L’importanza della prevenzione. Il diabete, e quindi anche le sue complicanze come appunto la retinopatia diabetica, sono patologie che vanno intercettate precocemente per mettere in atto tutte le strategie idonee e contenerne così l’impatto. “Nel caso della retinopatia occorre lavorare su una diagnosi precoce, dal momento che questa condizione è complessa e fatta di molti stadi, alcuni dei quali possono portare a una serie o una totale compromissione della vista”, spiega Claudio Cricelli, presidente della Società italiana di medicina generale (Simg). “Si dovrebbe partire dallo screening retinografico, che in futuro dovrebbe essere eseguibile già presso l’ambulatorio del medico di base, e poi refertato da un oculista, perché senza integrazione non si va da nessuna parte”. Oggi ancora molti pazienti sono sotto-diagnosticati: solamente l’11% dei pazienti viene sottoposto a una visita oculistica. Una percentuale veramente molto bassa, se si pensa che lo screening retinografico può prevenire il 98% del calo dell’acuità visiva nei pazienti. “Bisogna agire sensibilizzando”, spiega Castronovo. “È fondamentale, infatti, arrivare a una diagnosi di retinopatia diabetica in tempo utile per affrontarla”.

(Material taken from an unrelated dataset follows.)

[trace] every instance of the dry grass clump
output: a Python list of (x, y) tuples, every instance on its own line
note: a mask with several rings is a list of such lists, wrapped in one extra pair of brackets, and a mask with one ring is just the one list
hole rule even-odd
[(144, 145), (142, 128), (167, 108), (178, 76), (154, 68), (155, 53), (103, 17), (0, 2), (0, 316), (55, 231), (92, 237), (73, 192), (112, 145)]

La riabilitazione visiva. La retinopatia è la prima causa di cecità e ipovisione in età lavorativa nei paesi sviluppati: solamente in Italia si contano 362 mila non vedenti e oltre un milione di ipovedenti a causa di questa patologia. “La retinopatia diabetica non è correggibile né con gli occhiali né con interventi chirurgici”, spiega Simona Turco, oculista del Polo nazionale di servizi e ricerca per la prevenzione della cecità e riabilitazione visiva, presso il Policlinico Gemelli di Roma. “Per cui, nei pazienti ipovedenti più o meno gravi, si deve iniziare un percorso di riabilitazione visiva, che consiste nell’insegnare e addestrare il paziente a sfruttare al meglio quelle che sono le aree retiniche ancora funzionanti, con l’obbiettivo principale di migliorare la qualità di vita, non solo attraverso il recupero di un migliore livello fisico, funzionale, cognitivo e psicologico, ma anche attraverso il ripristino delle relazioni sociali”. La riabilitazione visiva, quindi, viene fatta successivamente a una valutazione complessiva del soggetto, in cui si prende in considerazione non solo l’aspetto visivo ma anche la motivazione del paziente. “È un percorso personalizzato, in base al habitus psicologico del paziente, le sue richieste, aspettative e la condizione visiva”, continua l’esperta. La limitazione visiva è una condizione molto particolare, che non rimane confinata solamente alla vista, ma compromette il funzionamento globale dell’individuo, limitandolo in maniera più o meno grave nella sua quotidianità, fino ad arrivare a condizionarne pensieri, azioni e modi di relazionarsi. “La presa in carico di queste persone deve essere globale – precisa Turco – con il susseguirsi di figure professionali come lo psicologo, oculista, ortottista, ottico, diabetologo, neurologo”. Per rendere la riabilitazione il più possibile efficace, il paziente deve essere parte attiva del proprio percorso di cura. “La perdita della vista è vissuta dal paziente come la perdita di una parte di sé”, conclude l’esperta. “Tra diabete e depressione esiste un rapporto di bidirezionalità, in cui il paziente diventa così portatore di una triplice disabilità, ovvero diabete, retinopatia diabetica e depressione. La riabilitazione in questi pazienti, così complessi e fragili, diventa una vera e propria sfida”.